Key output files include: - Heatmaps of protein signatures - Volcano plots of differential expression - UMAP trajectory visualizations - Gene set enrichment results (CAMERA-PR analysis) - Quality control plots

Key Dependencies

Major R packages used in this analysis: - MSnbase / MSnSet.utils - Proteomics data structures and manipulation - limma - Linear modeling for differential expression analysis and CAMERA-PR competitive gene set testing - WGCNA - Weighted Gene Co-expression Network Analysis - ComplexHeatmap - Advanced heatmap visualization - tidyverse - Data manipulation and visualization - Seurat - scRNA-seq reference data processing (for cell type QC) - mlr3verse - Machine learning ecosystem for IIRS feature selection - umap - Dimensionality reduction and trajectory visualization - clusterProfiler - Over-representation analysis (ORA)

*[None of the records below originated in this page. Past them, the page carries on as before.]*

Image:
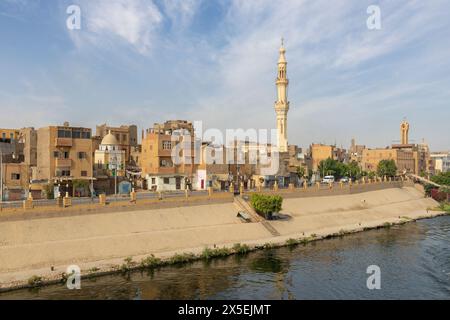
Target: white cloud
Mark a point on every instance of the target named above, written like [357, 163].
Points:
[130, 22]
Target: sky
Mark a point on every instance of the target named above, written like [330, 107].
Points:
[147, 61]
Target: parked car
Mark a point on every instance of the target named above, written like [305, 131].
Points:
[328, 179]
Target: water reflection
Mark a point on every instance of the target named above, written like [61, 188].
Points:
[414, 261]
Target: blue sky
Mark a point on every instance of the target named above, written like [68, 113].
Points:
[143, 61]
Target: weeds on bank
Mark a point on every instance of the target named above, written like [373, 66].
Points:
[151, 262]
[241, 249]
[128, 265]
[35, 281]
[208, 253]
[292, 242]
[182, 258]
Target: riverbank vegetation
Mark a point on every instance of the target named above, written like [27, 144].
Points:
[266, 205]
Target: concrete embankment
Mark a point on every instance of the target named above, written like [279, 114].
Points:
[46, 246]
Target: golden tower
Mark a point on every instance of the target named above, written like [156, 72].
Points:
[404, 131]
[282, 103]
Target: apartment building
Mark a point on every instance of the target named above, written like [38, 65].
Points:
[64, 153]
[8, 135]
[404, 159]
[440, 162]
[162, 171]
[126, 136]
[109, 157]
[320, 152]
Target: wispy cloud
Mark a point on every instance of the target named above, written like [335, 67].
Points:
[128, 22]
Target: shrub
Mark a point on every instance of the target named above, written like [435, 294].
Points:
[35, 281]
[182, 258]
[215, 253]
[265, 204]
[49, 191]
[292, 242]
[241, 248]
[150, 262]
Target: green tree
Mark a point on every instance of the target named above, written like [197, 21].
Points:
[265, 204]
[442, 179]
[80, 185]
[301, 172]
[386, 168]
[49, 191]
[333, 168]
[353, 169]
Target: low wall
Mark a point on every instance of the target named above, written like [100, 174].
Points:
[32, 246]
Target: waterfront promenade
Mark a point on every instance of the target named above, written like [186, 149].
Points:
[47, 243]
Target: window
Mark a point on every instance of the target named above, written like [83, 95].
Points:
[15, 176]
[76, 134]
[62, 133]
[86, 135]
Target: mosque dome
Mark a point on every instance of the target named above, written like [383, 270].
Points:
[110, 140]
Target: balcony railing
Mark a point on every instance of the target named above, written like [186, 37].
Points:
[63, 142]
[63, 163]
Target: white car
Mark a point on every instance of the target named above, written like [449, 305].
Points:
[328, 179]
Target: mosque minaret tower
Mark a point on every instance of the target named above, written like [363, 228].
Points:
[282, 103]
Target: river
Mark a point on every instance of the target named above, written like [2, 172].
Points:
[414, 261]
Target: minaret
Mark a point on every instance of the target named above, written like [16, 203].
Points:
[404, 131]
[282, 104]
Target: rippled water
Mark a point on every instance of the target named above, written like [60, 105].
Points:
[414, 261]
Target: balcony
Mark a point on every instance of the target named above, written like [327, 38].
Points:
[63, 142]
[63, 163]
[167, 170]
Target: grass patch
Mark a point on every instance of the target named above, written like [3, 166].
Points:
[151, 262]
[182, 258]
[292, 242]
[387, 225]
[241, 249]
[445, 206]
[35, 281]
[128, 264]
[208, 253]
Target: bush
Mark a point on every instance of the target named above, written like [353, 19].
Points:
[49, 191]
[241, 248]
[182, 258]
[266, 205]
[208, 253]
[292, 242]
[386, 168]
[35, 281]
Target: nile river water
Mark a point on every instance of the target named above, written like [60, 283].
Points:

All package versions are locked and managed by renv (specified in renv.lock) to ensure reproducibility.

Citation

If you use this code or data, please cite:

Kelly SS, Sarkar S, Williams SM, Fu AD, Butterworth EA, Sagendorf TJ, Nierves LA, Kwon Y, Li X, Petyuk VA, Fulcher JM, Chen J, Nakayasu ES, Atkinson MA, Kulkarni RN, Mathews CE, Zhu Y, Campbell-Thompson M, Qian W-J. Single-Islet Proteomics Maps Pseudo-Temporal Islet Immune Responses and Dysfunction in Stage 1 Type 1 Diabetes. bioRxiv 2025.11.10.687674; doi: https://doi.org/10.1101/2025.11.10.687674

License

This project is licensed under the MIT License. See the LICENSE file for details.

Contact

Corresponding Authors: - Wei-Jun Qian (weijun.qian@pnnl.gov) - Pacific Northwest National Laboratory - Martha Campbell-Thompson (thompmc@pathology.ufl.edu) - University of Florida - Ying Zhu (yingzhupnnl@gmail.com) - Pacific Northwest National Laboratory\

• Clayton E. Mathews (cxm@ufl.edu) - University of Florida

Acknowledgments

We thank the donors and families of the donors for their invaluable contribution to our research and their help to further understand and hopefully cure type 1 diabetes.  This research was performed with the support of the Network for Pancreatic Organ donors with Diabetes (nPOD; RRID:SCR_014641), a collaborative type 1 diabetes research project supported by Breakthrough T1D and The Leona M. & Harry B. Helmsley Charitable Trust (Grant#3-SRA-2023-1417-S-B). The content and views expressed are the responsibility of this article’s authors and do not necessarily reflect the official view of nPOD. Organ Procurement Organizations (OPO) partnering with nPOD to provide research resources are listed at https://npod.org/for-partners/npod-partners/. This research was supported by NIH Grants R01DK122160, R01DK135081, R01DK131059, R01DK123329, P01AI42288, and U01DK137113. Proteomics was performed in the Environmental Molecular Sciences Laboratory, a national scientific user facility sponsored by the DOE and located at Pacific Northwest National Laboratory, which is operated by Battelle Memorial Institute for the DOE under Contract DE-AC05-76RL0 1830.  This work utilized a LEICA 7000 laser microdissection microscope purchased with a NIH shared instrumentation grant S10OD016350 and operated by the University of Florida Molecular Pathology Core (RRID:SCR_016601).